Step-by-step explanation:
To approximate the probability that at least 57 out of 100 randomly selected U.S. residents will be under 31 years of age, we can use the normal approximation to the binomial distribution.
First, we need to find the mean and standard deviation for the binomial distribution. The mean (μ) is given by n * p, where n is the number of trials (100 in this case) and p is the probability of success (being under 31 years of age). The standard deviation (σ) is given by sqrt(n * p * (1-p)).
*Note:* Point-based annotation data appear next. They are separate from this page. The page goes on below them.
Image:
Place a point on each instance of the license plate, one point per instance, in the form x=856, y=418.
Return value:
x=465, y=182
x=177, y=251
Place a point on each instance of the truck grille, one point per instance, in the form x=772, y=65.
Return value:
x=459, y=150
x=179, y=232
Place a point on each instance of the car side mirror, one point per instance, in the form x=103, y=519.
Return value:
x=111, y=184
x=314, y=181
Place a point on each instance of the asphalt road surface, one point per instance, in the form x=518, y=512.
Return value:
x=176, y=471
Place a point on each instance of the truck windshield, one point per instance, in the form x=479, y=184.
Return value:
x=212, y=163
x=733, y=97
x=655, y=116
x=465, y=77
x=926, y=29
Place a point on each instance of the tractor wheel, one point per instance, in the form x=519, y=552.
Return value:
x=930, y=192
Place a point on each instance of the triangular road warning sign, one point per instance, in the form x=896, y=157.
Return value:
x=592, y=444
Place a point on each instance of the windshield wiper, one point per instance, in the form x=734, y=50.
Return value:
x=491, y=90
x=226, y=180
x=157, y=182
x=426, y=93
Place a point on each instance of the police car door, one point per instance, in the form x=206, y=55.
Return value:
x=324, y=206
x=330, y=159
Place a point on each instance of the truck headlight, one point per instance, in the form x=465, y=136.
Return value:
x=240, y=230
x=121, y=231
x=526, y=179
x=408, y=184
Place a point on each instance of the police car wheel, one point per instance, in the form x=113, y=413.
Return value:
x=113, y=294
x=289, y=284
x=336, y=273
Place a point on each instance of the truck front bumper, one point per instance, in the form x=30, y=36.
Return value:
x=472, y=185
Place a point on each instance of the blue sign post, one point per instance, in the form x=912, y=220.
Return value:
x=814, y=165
Using the formula above, the mean is 100 * 0.5 = 50, and the standard deviation is sqrt(100 * 0.5 * (1-0.5)) = 5. Therefore, we have a normal distribution with a mean of 50 and a standard deviation of 5.
To find the probability that at least 57 out of 100 residents will be under 31 years of age, we can use the cumulative distribution function (CDF) of the normal distribution. We want to find the probability that the random variable is greater than or equal to 57, which is equivalent to finding the probability that the random variable is less than or equal to 43 (since the distribution is symmetric).
Using a standard normal distribution table or a calculator, we can find the Z-score corresponding to 43 by subtracting the mean from 43 and dividing by the standard deviation. The Z-score is (43-50)/5 = -1.4. The probability of getting a Z-score less than or equal to -1.4 is approximately 0.0808. Therefore, the probability that at least 57 out of 100 residents will be under 31 years of age is approximately 0.0808 or 8.08%.